Change 5fbf35d was about making sure that the internal location pointer in a time.Time has a consistent internal representation for UTC times, namely nil and not &utcLoc.

The problem in the program in #19486 (comment) is different. Go always maintains a distinction between local and UTC times, even when TZ=UTC in the environment.
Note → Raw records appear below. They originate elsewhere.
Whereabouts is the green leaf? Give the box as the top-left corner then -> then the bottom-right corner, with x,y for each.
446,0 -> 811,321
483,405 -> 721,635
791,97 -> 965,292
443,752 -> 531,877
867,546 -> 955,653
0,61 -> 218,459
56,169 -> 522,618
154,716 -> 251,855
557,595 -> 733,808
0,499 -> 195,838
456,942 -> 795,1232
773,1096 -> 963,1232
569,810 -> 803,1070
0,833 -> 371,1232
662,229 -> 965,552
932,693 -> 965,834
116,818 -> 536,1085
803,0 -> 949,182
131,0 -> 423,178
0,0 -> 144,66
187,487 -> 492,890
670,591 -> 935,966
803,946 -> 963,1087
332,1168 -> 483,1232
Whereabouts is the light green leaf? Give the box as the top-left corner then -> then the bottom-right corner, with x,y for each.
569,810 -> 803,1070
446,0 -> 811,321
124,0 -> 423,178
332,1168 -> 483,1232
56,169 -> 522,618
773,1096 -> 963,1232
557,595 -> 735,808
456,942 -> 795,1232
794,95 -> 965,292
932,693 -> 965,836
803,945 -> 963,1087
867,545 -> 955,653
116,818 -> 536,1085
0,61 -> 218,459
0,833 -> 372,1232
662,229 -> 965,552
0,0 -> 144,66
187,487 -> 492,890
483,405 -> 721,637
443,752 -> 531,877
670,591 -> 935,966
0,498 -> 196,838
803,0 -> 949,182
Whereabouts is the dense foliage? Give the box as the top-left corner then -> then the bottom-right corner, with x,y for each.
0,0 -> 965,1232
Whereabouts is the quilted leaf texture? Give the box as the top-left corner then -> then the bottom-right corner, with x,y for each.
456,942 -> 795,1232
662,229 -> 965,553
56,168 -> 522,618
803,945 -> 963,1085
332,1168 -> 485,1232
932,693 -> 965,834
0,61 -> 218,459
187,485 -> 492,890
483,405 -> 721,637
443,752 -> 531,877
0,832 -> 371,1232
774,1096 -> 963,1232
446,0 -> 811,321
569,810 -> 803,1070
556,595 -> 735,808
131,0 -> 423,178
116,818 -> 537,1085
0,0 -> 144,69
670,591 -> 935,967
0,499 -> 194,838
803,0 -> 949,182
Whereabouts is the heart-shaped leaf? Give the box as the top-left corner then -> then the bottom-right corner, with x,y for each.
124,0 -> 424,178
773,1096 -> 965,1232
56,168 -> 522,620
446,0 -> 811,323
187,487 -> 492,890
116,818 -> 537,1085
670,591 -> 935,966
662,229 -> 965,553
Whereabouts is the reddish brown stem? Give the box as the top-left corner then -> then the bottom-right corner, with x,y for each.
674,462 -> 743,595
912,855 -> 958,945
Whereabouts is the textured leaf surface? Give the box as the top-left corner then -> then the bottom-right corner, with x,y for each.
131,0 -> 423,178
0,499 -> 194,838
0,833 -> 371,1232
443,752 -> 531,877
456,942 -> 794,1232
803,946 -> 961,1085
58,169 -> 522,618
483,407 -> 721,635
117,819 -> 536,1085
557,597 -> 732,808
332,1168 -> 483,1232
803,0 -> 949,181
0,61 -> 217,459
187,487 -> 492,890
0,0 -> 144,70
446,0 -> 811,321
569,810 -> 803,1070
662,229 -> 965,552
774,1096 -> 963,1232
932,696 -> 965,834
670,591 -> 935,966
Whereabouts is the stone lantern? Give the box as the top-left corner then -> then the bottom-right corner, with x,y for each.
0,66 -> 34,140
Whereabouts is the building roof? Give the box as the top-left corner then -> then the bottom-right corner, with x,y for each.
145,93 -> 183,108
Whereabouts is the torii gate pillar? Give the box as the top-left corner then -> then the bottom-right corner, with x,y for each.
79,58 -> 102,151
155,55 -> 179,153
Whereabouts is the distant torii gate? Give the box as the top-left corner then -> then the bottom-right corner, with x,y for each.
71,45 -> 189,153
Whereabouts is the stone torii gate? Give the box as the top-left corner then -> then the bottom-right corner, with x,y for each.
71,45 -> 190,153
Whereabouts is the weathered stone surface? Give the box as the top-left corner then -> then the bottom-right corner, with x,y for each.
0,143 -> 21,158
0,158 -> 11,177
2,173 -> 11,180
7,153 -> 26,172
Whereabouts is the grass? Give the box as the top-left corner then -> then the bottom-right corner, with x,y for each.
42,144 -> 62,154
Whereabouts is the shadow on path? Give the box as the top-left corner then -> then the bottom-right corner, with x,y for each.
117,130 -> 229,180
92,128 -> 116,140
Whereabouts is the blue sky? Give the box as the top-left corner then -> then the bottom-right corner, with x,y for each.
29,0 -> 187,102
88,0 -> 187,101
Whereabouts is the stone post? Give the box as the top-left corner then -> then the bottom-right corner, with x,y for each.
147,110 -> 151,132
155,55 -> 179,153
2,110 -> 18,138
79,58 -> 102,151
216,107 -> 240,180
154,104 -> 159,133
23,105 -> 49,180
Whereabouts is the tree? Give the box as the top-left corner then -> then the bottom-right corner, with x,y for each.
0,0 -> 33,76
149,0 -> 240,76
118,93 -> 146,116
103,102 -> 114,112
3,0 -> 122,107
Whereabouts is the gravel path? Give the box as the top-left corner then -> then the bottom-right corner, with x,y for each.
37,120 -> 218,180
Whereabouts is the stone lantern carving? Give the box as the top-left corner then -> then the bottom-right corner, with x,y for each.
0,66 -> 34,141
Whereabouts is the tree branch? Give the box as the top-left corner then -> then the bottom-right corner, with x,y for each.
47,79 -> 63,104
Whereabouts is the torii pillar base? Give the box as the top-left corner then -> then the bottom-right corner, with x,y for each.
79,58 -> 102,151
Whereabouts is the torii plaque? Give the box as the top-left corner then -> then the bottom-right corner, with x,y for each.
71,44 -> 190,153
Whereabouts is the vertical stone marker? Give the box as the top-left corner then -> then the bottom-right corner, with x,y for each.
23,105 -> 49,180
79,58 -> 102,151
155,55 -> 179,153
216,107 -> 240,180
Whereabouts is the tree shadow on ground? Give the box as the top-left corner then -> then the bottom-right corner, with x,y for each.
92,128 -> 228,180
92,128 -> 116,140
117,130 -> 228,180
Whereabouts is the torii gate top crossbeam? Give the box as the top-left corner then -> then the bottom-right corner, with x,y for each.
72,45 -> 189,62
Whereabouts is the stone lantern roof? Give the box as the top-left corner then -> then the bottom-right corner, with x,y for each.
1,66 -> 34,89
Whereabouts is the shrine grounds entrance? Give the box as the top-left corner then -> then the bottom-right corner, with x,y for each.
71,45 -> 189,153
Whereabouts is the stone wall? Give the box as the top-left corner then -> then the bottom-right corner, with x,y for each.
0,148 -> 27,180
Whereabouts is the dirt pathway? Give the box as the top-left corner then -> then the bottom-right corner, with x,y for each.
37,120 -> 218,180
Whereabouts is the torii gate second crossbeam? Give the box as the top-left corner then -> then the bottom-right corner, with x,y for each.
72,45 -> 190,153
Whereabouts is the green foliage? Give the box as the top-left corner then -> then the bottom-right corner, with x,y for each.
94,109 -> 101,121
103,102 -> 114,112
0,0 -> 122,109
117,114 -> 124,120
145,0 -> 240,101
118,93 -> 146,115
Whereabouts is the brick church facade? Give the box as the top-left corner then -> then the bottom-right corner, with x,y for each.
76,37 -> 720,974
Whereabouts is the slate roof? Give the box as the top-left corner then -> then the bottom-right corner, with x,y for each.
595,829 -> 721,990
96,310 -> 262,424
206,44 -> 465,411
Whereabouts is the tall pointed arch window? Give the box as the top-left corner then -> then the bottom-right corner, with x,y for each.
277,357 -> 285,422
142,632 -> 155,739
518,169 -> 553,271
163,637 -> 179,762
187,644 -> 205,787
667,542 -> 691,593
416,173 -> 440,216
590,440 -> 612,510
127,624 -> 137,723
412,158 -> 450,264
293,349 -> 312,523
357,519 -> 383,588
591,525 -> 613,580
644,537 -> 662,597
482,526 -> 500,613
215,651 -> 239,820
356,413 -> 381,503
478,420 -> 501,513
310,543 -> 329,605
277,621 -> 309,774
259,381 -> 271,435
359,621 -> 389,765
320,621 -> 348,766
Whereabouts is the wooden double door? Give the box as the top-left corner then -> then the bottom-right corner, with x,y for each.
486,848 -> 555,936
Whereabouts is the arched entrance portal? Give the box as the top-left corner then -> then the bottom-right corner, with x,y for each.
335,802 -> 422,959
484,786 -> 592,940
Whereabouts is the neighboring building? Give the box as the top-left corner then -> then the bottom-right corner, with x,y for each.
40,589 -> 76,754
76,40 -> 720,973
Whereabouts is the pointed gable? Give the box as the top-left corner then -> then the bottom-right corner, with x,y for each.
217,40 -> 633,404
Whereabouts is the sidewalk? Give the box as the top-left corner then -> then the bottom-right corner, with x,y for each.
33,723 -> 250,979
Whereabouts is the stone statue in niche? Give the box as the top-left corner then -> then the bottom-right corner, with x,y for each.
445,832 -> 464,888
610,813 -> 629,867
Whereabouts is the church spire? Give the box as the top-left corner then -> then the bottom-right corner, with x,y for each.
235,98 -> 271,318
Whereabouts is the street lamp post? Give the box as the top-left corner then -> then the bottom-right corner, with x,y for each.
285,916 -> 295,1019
Given that, the problem is that JSON encoding does not preserve this distinction, so it can't round trip back to the same representation:

$ cat /tmp/x.go
package main

import (
	"encoding/json"
	"fmt"
	"time"
)

func main() {
	t := time.Unix(1e9, 0)
	fmt.Printf("local %s\n", js(t.Local()))
	fmt.Printf("utc   %s\n", js(t.UTC()))
}

func js(x interface{}) string {
	js, _ := json.Marshal(x)
	return string(js)
}
$ go run /tmp/x.go
local "2001-09-08T21:46:40-04:00"
utc   "2001-09-09T01:46:40Z"
$ TZ=UTC go run /tmp/x.go
local "2001-09-09T01:46:40Z"
utc   "2001-09-09T01:46:40Z"
$ 

There's no way JSON unmarshaling can decode that pair of strings back to two different time.Times. One must be mapped to the other.